Cortez-Masto re-introduced the measure in April as Senate Bill 1120.

“This bill would require if that a brand is going to receive SBA loans that it have very specific financial representation disclosure in that document,” Miller said. “That would include average unit volume; first-year revenue numbers; and average unit for first year of operation. And that’s important because when you provide your data for an SBA loan, you have to come up with a first-year projection of how much money you’re going to make.

“It would also require disclosure of how many units failed in the first year. Because if the unit opens and closes within six months, it never hits a first-year average.”

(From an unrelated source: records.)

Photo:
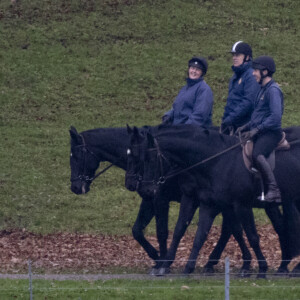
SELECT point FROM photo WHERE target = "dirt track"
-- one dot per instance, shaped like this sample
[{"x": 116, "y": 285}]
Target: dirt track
[{"x": 86, "y": 253}]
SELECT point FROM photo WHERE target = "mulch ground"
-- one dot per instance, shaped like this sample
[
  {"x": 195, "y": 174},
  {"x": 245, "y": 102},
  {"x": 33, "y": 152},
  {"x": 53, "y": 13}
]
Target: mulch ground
[{"x": 65, "y": 252}]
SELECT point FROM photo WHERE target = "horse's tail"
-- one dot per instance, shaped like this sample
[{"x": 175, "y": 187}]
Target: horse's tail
[{"x": 291, "y": 216}]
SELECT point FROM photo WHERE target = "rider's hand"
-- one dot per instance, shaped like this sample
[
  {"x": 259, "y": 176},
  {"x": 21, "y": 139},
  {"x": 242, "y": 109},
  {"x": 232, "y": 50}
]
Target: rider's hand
[
  {"x": 250, "y": 134},
  {"x": 166, "y": 120},
  {"x": 241, "y": 129}
]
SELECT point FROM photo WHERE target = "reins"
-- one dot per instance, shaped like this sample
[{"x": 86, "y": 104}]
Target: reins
[{"x": 162, "y": 179}]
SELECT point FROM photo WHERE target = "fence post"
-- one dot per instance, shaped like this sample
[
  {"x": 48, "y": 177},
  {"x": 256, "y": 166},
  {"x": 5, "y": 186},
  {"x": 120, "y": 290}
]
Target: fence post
[
  {"x": 30, "y": 279},
  {"x": 227, "y": 279}
]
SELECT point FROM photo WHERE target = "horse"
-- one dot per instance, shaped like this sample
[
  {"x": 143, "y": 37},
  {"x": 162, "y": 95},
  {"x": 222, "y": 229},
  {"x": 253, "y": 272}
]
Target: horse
[
  {"x": 185, "y": 146},
  {"x": 89, "y": 149}
]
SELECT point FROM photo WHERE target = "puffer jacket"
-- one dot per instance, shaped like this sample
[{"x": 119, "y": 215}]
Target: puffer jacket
[
  {"x": 243, "y": 90},
  {"x": 268, "y": 109},
  {"x": 193, "y": 104}
]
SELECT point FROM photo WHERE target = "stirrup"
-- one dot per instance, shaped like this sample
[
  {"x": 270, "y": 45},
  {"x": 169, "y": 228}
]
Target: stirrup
[{"x": 263, "y": 198}]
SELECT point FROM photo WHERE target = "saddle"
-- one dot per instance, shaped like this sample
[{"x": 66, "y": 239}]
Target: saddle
[{"x": 248, "y": 149}]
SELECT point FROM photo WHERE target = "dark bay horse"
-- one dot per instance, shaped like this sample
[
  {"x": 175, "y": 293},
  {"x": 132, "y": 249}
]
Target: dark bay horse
[
  {"x": 224, "y": 183},
  {"x": 91, "y": 147}
]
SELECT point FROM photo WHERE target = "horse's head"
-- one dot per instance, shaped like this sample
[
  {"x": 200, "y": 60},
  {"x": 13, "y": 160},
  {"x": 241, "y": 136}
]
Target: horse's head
[
  {"x": 146, "y": 164},
  {"x": 83, "y": 162}
]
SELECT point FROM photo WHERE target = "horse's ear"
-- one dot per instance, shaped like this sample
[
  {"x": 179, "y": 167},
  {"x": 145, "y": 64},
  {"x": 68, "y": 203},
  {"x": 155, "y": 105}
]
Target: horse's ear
[
  {"x": 129, "y": 129},
  {"x": 150, "y": 139},
  {"x": 74, "y": 135},
  {"x": 135, "y": 130}
]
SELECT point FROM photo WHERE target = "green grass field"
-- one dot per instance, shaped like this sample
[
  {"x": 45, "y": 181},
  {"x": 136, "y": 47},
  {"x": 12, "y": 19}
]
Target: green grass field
[
  {"x": 203, "y": 289},
  {"x": 105, "y": 64},
  {"x": 110, "y": 63}
]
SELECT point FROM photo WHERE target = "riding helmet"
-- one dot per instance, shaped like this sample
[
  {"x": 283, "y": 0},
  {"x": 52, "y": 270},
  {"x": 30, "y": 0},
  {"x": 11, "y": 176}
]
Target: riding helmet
[
  {"x": 200, "y": 63},
  {"x": 242, "y": 48},
  {"x": 264, "y": 63}
]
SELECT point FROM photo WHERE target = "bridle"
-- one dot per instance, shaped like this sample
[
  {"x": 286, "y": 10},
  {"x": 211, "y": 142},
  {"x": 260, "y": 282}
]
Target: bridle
[{"x": 83, "y": 177}]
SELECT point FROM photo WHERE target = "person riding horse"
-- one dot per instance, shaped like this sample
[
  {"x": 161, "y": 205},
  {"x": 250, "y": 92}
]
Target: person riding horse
[
  {"x": 265, "y": 124},
  {"x": 194, "y": 102},
  {"x": 242, "y": 89}
]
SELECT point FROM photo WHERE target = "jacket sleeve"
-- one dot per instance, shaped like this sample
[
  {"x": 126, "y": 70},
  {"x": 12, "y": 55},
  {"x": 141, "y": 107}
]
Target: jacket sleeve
[
  {"x": 202, "y": 108},
  {"x": 169, "y": 113},
  {"x": 246, "y": 104},
  {"x": 273, "y": 121}
]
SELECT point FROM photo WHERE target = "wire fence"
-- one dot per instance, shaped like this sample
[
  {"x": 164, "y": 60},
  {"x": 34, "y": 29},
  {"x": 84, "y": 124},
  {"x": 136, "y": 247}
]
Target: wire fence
[{"x": 224, "y": 282}]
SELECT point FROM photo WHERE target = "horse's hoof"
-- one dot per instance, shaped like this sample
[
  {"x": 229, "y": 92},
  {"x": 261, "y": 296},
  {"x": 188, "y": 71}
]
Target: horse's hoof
[
  {"x": 153, "y": 272},
  {"x": 188, "y": 270},
  {"x": 163, "y": 271},
  {"x": 243, "y": 273},
  {"x": 296, "y": 271},
  {"x": 282, "y": 272},
  {"x": 261, "y": 276},
  {"x": 208, "y": 270}
]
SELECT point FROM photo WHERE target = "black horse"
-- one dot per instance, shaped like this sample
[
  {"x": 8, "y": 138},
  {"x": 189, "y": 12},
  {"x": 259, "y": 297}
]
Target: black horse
[
  {"x": 230, "y": 224},
  {"x": 91, "y": 147},
  {"x": 224, "y": 182}
]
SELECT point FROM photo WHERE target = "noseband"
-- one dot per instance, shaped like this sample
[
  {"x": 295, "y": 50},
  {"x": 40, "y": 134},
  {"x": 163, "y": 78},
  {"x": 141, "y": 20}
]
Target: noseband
[{"x": 83, "y": 177}]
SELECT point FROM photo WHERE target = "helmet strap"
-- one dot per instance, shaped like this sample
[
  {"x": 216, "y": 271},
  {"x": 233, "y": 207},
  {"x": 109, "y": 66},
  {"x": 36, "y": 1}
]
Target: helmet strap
[{"x": 262, "y": 76}]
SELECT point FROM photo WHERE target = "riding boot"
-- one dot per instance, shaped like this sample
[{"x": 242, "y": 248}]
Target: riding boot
[{"x": 273, "y": 194}]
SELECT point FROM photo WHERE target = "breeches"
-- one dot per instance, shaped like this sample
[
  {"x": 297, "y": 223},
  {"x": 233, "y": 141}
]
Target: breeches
[{"x": 265, "y": 143}]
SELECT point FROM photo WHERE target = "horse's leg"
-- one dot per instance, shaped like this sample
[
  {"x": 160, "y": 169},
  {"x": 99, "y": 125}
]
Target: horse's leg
[
  {"x": 161, "y": 209},
  {"x": 206, "y": 219},
  {"x": 296, "y": 271},
  {"x": 187, "y": 210},
  {"x": 246, "y": 217},
  {"x": 276, "y": 218},
  {"x": 237, "y": 231},
  {"x": 145, "y": 215},
  {"x": 216, "y": 253},
  {"x": 230, "y": 225}
]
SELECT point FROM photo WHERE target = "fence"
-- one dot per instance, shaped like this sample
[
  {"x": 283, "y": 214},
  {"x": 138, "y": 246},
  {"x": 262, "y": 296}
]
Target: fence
[{"x": 223, "y": 285}]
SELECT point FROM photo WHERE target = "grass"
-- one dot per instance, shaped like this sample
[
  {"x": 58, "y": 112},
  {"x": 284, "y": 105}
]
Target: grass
[
  {"x": 152, "y": 289},
  {"x": 105, "y": 64}
]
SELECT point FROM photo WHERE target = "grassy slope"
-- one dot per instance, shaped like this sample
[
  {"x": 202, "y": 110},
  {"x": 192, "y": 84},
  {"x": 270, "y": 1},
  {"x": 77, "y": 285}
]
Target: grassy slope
[
  {"x": 108, "y": 63},
  {"x": 156, "y": 289}
]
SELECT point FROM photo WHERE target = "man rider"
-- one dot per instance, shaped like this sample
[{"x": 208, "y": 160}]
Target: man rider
[
  {"x": 265, "y": 124},
  {"x": 242, "y": 90}
]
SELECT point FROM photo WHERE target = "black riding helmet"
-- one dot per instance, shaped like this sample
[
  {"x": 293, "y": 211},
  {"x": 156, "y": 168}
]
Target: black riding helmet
[
  {"x": 264, "y": 63},
  {"x": 200, "y": 63},
  {"x": 242, "y": 48}
]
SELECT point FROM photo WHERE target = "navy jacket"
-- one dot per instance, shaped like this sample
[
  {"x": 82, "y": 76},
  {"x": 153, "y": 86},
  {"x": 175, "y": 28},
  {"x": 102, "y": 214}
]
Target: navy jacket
[
  {"x": 268, "y": 109},
  {"x": 243, "y": 89},
  {"x": 193, "y": 104}
]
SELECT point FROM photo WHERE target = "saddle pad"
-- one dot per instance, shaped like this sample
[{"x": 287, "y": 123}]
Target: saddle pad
[{"x": 248, "y": 149}]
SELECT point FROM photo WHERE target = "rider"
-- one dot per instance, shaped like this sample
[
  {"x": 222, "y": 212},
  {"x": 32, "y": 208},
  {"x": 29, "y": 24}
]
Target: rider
[
  {"x": 194, "y": 102},
  {"x": 265, "y": 124},
  {"x": 242, "y": 89}
]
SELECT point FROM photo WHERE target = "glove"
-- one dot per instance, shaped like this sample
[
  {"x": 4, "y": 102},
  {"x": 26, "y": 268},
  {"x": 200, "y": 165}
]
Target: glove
[
  {"x": 226, "y": 129},
  {"x": 241, "y": 129},
  {"x": 166, "y": 120},
  {"x": 250, "y": 134}
]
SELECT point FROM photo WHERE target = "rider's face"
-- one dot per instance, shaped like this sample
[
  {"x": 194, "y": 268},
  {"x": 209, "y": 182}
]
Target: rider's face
[
  {"x": 257, "y": 75},
  {"x": 237, "y": 59},
  {"x": 194, "y": 73}
]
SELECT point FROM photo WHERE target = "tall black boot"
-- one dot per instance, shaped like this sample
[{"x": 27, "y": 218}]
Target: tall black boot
[{"x": 273, "y": 194}]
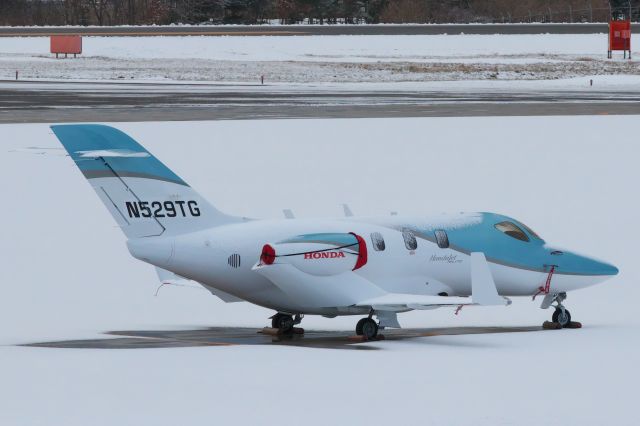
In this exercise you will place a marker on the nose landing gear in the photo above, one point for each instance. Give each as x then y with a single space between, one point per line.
561 317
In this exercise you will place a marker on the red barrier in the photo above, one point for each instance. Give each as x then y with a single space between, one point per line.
620 37
66 45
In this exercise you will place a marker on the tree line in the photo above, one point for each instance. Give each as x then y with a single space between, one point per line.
163 12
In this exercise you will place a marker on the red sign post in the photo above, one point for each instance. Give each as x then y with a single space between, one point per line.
620 37
66 44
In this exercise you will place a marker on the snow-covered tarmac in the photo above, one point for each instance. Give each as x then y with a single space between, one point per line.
67 275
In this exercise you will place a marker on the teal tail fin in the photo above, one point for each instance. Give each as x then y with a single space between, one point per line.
143 195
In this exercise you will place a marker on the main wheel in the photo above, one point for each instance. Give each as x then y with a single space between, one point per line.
282 322
367 327
561 317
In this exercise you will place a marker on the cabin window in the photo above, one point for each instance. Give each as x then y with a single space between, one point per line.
234 260
512 230
378 241
442 239
410 241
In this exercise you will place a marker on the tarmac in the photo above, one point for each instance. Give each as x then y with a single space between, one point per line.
302 30
227 336
57 102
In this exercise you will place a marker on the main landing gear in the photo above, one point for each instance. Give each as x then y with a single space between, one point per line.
367 328
285 323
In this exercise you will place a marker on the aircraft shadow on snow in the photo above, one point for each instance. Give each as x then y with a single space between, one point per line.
228 336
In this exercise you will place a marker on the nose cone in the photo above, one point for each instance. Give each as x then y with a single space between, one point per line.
583 265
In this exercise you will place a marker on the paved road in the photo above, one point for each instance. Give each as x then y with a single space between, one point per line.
226 336
68 102
259 30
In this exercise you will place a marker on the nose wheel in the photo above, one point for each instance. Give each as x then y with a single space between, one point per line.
367 328
561 316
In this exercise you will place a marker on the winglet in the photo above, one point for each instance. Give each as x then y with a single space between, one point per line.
483 288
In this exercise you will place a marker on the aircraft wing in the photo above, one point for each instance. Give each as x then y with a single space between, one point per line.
400 302
350 289
483 293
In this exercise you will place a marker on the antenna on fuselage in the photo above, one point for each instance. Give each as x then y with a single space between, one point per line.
288 214
347 210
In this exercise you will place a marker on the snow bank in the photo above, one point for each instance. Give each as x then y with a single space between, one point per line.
318 58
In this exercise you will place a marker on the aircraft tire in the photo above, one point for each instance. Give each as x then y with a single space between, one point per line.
283 322
561 319
368 328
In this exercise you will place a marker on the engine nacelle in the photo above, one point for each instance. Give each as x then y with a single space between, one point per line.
318 254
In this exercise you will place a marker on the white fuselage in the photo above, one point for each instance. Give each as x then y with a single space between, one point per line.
428 270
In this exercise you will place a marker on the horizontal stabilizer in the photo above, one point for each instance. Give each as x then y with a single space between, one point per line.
168 277
113 153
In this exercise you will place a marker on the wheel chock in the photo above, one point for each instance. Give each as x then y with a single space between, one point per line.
548 325
364 339
573 324
277 332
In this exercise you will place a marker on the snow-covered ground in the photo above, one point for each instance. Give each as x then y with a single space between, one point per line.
67 274
309 59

Miller said the best part of the proposal is if it’s proven that the franchiser’s deception caused a licensee’s business to fail, the franchiser is liable for the SBA loan debt.

Franchise Study

Throughout the pandemic, Cortez-Masto continued to research the franchising industry.

In April, she released a report on the franchising industry, citing practices that can bankrupt franchisees.

In June, Cortez-Masto and Sen. Elizabeth Warren of Massachusetts co-sponsored the SBA Loan Default Disclosure Act or Senate Bill 2162, which would require the SBA to publish loan-default rates of franchised brands.


*Editor’s Update: On Aug. 27, Marks & Klein law firm filed a motion in U.S. District Court for the Eastern District of Louisiana to dismiss IHG Owners Association as a defendant in the lawsuit filed by Vimal Patel of Q Hotel Management. An IHG spokesperson on Sept. 2 emailed this statement: “The IHG Owners Association has been dismissed from all cases and is no longer a part of this dispute.” Lodging Leaders updated this article on Sept. 15.